Segundo aspecto: a oferta de transporte público tem que ter um âmbito nacional. Com a privatização e desmembramento da Rodoviária Nacional, com o encerramento de centenas de quilómetros de linhas de caminho-de-ferro, com a transferência desta responsabilidade para cima das autarquias locais (designadamente por via do Regime Jurídico do Serviço Público de Transporte de Passageiros) a oferta de transporte público fora das áreas metropolitanas é, em grande parte do território nacional, praticamente inexistente, colocando milhares de pessoas na dependência do transporte individual. O PCP considera que não existe coesão territorial nem desenvolvimento sem uma aposta nesta vertente pelo que se impõe um forte investimento na promoção do transporte público para lá das áreas metropolitanas, assumindo o Governo a responsabilidade de reforçar a dotação orçamental para as diferentes comunidades intermunicipais, de avançar para a criação de um operador público rodoviário de âmbito nacional, de reforçar o investimento público em infraestruturas e oferta. Num quadro em que devem prevalecer critérios de equidade entre as áreas metropolitanas e o restante território nacional, o PCP considera que devem ser tomadas as medidas de modo a garantir o mesmo princípio: passes de âmbito concelhio com valor máximo de 30 euros, passes no âmbito de cada Comunidade Intermunicipal com valor máximo de 40 euros.

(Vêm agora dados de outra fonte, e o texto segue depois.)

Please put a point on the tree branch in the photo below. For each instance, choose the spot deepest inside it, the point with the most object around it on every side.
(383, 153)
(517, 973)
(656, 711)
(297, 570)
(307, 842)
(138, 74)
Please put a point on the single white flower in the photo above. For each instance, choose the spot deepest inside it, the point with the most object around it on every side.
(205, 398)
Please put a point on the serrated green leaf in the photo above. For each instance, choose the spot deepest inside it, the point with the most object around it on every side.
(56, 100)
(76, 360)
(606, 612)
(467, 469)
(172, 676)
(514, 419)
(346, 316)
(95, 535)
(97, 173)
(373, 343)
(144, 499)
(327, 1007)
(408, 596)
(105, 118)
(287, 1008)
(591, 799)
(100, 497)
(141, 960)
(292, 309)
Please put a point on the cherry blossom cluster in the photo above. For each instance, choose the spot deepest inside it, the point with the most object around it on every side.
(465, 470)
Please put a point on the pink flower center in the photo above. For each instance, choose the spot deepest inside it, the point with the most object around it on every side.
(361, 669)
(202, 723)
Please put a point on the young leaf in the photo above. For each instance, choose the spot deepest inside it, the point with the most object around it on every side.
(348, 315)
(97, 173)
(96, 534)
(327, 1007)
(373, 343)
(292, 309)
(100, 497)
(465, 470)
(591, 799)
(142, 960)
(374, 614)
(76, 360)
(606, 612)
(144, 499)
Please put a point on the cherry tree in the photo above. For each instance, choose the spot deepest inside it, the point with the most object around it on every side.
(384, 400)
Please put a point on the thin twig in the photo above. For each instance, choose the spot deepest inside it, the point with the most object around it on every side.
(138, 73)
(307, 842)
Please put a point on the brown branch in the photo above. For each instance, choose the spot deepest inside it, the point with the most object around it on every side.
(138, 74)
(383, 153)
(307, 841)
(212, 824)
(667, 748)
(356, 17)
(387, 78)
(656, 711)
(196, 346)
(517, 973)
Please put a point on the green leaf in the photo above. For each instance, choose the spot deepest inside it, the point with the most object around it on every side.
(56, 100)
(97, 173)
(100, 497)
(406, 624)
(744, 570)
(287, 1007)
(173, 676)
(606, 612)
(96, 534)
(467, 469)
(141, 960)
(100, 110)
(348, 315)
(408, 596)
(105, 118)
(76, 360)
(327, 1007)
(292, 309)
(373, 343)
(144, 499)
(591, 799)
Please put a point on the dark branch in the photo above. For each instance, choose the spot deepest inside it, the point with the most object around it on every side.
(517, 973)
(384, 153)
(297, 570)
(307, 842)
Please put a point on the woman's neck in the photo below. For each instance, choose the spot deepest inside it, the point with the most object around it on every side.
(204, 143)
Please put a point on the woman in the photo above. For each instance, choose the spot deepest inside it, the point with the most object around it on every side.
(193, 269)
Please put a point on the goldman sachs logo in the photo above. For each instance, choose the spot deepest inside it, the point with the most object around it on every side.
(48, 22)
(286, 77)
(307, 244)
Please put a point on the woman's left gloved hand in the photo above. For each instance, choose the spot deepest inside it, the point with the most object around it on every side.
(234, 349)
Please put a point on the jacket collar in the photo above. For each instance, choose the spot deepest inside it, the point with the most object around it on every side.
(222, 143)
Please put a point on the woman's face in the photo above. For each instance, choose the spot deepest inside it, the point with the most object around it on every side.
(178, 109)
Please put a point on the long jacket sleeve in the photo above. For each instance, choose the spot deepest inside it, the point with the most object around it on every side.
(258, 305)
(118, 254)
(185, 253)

Terceiro aspecto: a decisão que foi tomada no Orçamento de 2019 não pode ser um acto isolado e deve encontrar consagração e institucionalização legal que lhe assegure sustentabilidade e progresso futuro, num quadro de assumpção pela Administração Central das responsabilidades que lhe cabem e de não transferência de encargos futuros para as autarquias locais e população.

4- Alargar a oferta, estender a opção pelo transporte público a todo território nacional, assegurar o carácter estratégico que este tem para o País, com o Estado a assumir o seu papel na garantia desse direito, eis os elementos centrais da iniciativa legislativa que o PCP entregará nos próximos dias na Assembleia da República. O PCP assume que a aposta nos transportes públicos que propõe exigirá nos próximos anos um investimento público de muitas centenas de milhões de euros. Um investimento que para ser concretizado, com todos os benefícios que o mesmo tem para as populações, para a economia nacional, para o ambiente, exige aquilo que PS, PSD e CDS se têm recusado a fazer: enfrentar as imposições da União Europeia, romper com os interesses dos grupos económicos. Mas a vida também mostra, e este avanço do PART que hoje aqui assinalamos é precisamente resultado do facto do PCP nunca se ter conformado com uma realidade que parecia imutável. É nesse sentido que vamos continuar a intervir!